Il vento diede buffetti a qualche vestito, fece cadere qualche capo di bucato da dov’era appeso, poi proseguì con impeto verso ovest. Verso ovest, oltre il torreggiante Montedrago, con la sua vetta spaccata e fumante. Sopra le Colline Nere e lungo l’estesa Prateria di Caralain. Qui sacche di neve riparata si aggrappavano alle ombre sotto strapiombi scoscesi o accanto all’occasionale macchia di palissandri montani. Era tempo che arrivasse la primavera, tempo che nuovi germogli facessero capolino fra la coltre invernale e che delle gemme sbocciassero sugli esili rami dei salici. Poche di queste cose erano davvero spuntate. La terra era ancora dormiente, come in attesa, trattenendo il fiato. Il calore innaturale dell’autunno precedente si era protratto per buona parte dell’inverno, opprimendo la terra con una siccità che aveva sottratto la vita a tutte le piante tranne quelle più vigorose. Quando finalmente l’inverno era arrivato, lo aveva fatto con una tempesta di ghiaccio e neve, un gelo incombente e assassino. Ora che il freddo si era finalmente ritirato, i confusi agricoltori cercavano invano una speranza. Il vento soffiò sull’erba scurita dall’inverno, scuotendo i rami ancora spogli degli alberi. A ovest, mentre si avvicinava alla terra conosciuta come Arad Doman — sormontando colline e basse vette — qualcosa sbatte all’improvviso contro di esso. Qualcosa di invisibile, qualcosa generato dall’oscurità distante a nord. Qualcosa che scorreva contro il flusso e le naturali correnti dell’aria. Il vento ne fu consumato, spinto verso sud in un refolo, sopra bassi picchi e pendii bruni, fino a un maniero in legno, isolato, posto sulle colline dense di pini nell’Arad Doman orientale. Il vento soffiò sopra il maniero e le tende montate nell’ampio campo aperto davanti a esso, scuotendole assieme ad aghi di pino.

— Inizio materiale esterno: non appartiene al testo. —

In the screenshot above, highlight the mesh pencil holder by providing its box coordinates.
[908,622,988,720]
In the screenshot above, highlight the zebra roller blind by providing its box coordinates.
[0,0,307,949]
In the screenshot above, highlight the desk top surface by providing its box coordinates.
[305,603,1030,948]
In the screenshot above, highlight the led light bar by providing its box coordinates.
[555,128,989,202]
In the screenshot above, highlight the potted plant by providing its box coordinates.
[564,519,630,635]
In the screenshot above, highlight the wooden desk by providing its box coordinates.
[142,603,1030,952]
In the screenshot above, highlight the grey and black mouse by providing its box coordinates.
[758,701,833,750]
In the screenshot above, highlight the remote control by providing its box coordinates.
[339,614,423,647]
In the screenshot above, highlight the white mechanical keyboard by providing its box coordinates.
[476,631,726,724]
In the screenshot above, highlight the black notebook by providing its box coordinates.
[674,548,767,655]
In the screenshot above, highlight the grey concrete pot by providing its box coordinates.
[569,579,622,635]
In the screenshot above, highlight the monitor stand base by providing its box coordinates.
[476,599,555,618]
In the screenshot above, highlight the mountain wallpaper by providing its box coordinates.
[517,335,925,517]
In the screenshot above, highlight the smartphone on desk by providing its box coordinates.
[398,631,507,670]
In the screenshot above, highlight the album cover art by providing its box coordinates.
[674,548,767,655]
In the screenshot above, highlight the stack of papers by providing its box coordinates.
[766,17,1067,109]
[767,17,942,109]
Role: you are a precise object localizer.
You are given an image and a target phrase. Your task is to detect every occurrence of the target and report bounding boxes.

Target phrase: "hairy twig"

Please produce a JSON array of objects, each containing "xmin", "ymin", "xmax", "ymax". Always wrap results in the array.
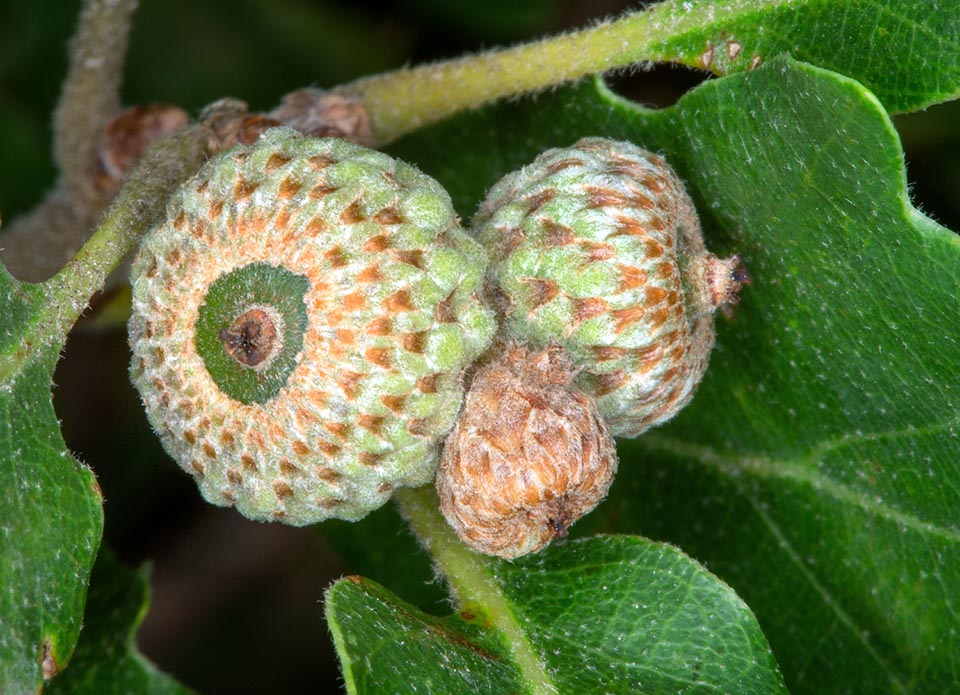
[{"xmin": 53, "ymin": 0, "xmax": 137, "ymax": 209}]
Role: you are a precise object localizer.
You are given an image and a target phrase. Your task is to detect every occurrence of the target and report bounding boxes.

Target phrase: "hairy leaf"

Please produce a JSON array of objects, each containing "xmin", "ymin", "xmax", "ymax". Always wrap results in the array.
[
  {"xmin": 650, "ymin": 0, "xmax": 960, "ymax": 113},
  {"xmin": 326, "ymin": 536, "xmax": 786, "ymax": 695},
  {"xmin": 396, "ymin": 59, "xmax": 960, "ymax": 694},
  {"xmin": 0, "ymin": 266, "xmax": 103, "ymax": 693},
  {"xmin": 44, "ymin": 549, "xmax": 190, "ymax": 695}
]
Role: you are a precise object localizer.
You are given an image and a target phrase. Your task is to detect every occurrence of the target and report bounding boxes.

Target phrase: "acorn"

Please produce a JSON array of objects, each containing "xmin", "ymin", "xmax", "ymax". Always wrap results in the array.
[
  {"xmin": 473, "ymin": 138, "xmax": 749, "ymax": 437},
  {"xmin": 129, "ymin": 127, "xmax": 495, "ymax": 525},
  {"xmin": 436, "ymin": 343, "xmax": 617, "ymax": 559}
]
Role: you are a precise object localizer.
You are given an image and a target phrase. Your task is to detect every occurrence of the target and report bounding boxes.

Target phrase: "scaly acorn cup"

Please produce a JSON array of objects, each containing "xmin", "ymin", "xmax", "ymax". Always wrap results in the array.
[
  {"xmin": 474, "ymin": 138, "xmax": 749, "ymax": 437},
  {"xmin": 130, "ymin": 128, "xmax": 495, "ymax": 525},
  {"xmin": 436, "ymin": 344, "xmax": 617, "ymax": 559}
]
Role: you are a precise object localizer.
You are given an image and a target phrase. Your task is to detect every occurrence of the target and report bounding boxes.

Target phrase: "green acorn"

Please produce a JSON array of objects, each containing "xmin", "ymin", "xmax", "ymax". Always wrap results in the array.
[
  {"xmin": 130, "ymin": 128, "xmax": 495, "ymax": 525},
  {"xmin": 474, "ymin": 138, "xmax": 748, "ymax": 437}
]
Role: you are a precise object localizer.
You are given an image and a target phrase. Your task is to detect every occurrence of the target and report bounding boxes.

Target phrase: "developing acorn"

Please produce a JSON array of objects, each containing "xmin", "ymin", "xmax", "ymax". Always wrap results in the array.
[
  {"xmin": 129, "ymin": 128, "xmax": 495, "ymax": 525},
  {"xmin": 436, "ymin": 344, "xmax": 617, "ymax": 559},
  {"xmin": 474, "ymin": 138, "xmax": 749, "ymax": 437}
]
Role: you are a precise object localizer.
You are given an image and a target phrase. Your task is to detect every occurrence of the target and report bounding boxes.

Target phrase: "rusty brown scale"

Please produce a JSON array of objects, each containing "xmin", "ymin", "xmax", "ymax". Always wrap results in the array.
[{"xmin": 436, "ymin": 344, "xmax": 617, "ymax": 558}]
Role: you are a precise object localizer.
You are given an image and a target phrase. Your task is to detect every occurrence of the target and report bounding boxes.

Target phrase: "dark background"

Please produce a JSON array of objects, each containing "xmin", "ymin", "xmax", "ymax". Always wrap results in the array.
[{"xmin": 0, "ymin": 0, "xmax": 960, "ymax": 695}]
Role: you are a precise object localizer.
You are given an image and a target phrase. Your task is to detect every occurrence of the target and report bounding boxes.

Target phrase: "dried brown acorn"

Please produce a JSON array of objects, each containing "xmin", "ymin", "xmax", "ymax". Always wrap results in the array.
[{"xmin": 436, "ymin": 344, "xmax": 617, "ymax": 558}]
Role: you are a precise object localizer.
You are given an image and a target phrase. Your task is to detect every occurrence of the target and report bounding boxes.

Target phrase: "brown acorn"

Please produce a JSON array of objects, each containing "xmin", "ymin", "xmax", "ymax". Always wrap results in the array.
[{"xmin": 436, "ymin": 344, "xmax": 617, "ymax": 559}]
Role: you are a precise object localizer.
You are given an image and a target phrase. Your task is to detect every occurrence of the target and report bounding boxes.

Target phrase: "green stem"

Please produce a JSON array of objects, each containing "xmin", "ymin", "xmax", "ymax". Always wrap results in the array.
[
  {"xmin": 336, "ymin": 2, "xmax": 685, "ymax": 145},
  {"xmin": 39, "ymin": 125, "xmax": 209, "ymax": 350},
  {"xmin": 394, "ymin": 485, "xmax": 558, "ymax": 695},
  {"xmin": 53, "ymin": 0, "xmax": 137, "ymax": 207}
]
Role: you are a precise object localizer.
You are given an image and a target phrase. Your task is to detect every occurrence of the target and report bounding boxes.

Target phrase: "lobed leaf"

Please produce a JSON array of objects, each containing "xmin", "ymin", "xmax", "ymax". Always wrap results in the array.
[
  {"xmin": 326, "ymin": 536, "xmax": 786, "ymax": 695},
  {"xmin": 395, "ymin": 59, "xmax": 960, "ymax": 694},
  {"xmin": 650, "ymin": 0, "xmax": 960, "ymax": 113}
]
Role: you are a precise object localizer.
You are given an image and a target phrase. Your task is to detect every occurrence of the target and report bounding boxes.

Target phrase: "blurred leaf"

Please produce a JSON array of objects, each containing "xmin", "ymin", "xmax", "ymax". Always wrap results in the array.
[
  {"xmin": 395, "ymin": 59, "xmax": 960, "ymax": 694},
  {"xmin": 0, "ymin": 266, "xmax": 103, "ymax": 693},
  {"xmin": 326, "ymin": 537, "xmax": 786, "ymax": 695},
  {"xmin": 44, "ymin": 549, "xmax": 190, "ymax": 695}
]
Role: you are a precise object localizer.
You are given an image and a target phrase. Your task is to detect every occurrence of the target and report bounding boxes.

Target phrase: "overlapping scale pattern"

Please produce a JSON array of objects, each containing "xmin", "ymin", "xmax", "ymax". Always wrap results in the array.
[{"xmin": 130, "ymin": 128, "xmax": 496, "ymax": 525}]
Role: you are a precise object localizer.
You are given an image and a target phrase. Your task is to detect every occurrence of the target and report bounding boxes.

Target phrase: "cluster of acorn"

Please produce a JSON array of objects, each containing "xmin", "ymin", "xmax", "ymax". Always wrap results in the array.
[{"xmin": 130, "ymin": 127, "xmax": 746, "ymax": 558}]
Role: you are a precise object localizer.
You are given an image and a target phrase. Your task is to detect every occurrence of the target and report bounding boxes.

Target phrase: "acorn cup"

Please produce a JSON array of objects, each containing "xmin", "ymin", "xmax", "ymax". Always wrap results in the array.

Rand al’Thor, il Drago Rinato, era in piedi, con le mani dietro la schiena mentre guardava fuori dalla finestra aperta del maniero. Pensava ancora a esse a quel modo, le sue ‘mani’, anche se ora ne aveva solo una. Il suo braccio sinistro terminava in un moncherino. Poteva avvertire la liscia pelle guarita da saidar con le dita della sua mano sana. Eppure sentiva come se l’altra mano fosse lì per essere toccata.